In Sunday's national parliamentary elections, for example, the San Sebastian suburb of Astigarraga voted overwhelmingly in favor of the Eusko Alkartasuna party, a group that campaigns on a platform of independence but whose leaders have received death threats for condemning ETA.

"ETA has contaminated our ideas with violence, and that hurts our cause," said Imanol Lizarralde, 40, chief assistant to the suburb's mayor. "What makes it worse is the Spanish play into ETA's hands by rejecting people like me as terrorists, so negotiating our way out of this becomes impossible."

Basque at heart

About 2.2 million people live in the Basque region of Spain and most identify themselves as Basque, not Spanish.

They speak their own ancient language, celebrate their own holidays and teach children in their own schools. The region is among the most prosperous of the country's 17 provinces, with some of the best roads, hospitals and schools. The Basques levy their own taxes, a portion of which is then sent to Madrid for services provided by the central government, and employment is higher than anywhere else in Spain, mostly due to machine factories that pay generous wages and farmland that that is lush and green.

San Sebastian is a stunningly beautiful coastal town with sculpted shrubs, neatly swept streets, and wide boulevards and designer shops that rarely seem empty.

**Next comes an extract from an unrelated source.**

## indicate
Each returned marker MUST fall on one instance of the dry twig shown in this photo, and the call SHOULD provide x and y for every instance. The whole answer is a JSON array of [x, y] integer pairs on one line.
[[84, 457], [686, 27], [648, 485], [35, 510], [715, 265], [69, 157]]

Still, people here say they are oppressed, economically and socially - discriminated against by outsiders who are keeping them "Spanish" only for the tax revenues they produce - as authorities in Madrid try to dilute their heritage through such means as closing newspapers in the name of anti-terrorism after the Sept. 11 attacks in the United States.

"Deep in my heart I am Basque, and I want the right to have `Basque' on my passport," said Lourdes Lasarte, 77, who stressed that she rejects ETA violence. "We have been made out to be murderers because of a small group, but they don't represent the Basque people. They don't represent me."

But her daughter, Maria Jose Mondieta, said that she understands ETA's tactics and hinted that she was among those who damaged their ballots in Sunday's election as a way of "voting" for Batasuna, the political arm of ETA, which was outlawed after the attacks on the United States in 2001.

Batasuna officials, who still operate unofficially, told supporters to deface their ballots because they would be counted as damaged and the tally could be used as a measure of support for the party.

"I won't say what I really feel because I don't want to be arrested," she said. "But why are people who fight for freedom called `terrorists' but George Bush kills thousands of Iraqis and is called president of the United States?"

Both mother and daughter envision an independent nation known as Eukadia, which would include the neighboring province of Navarra and part of southern France.

"She is more radical than I am," said Lasarte. "I want to change things through elections, but she says no progress is being made."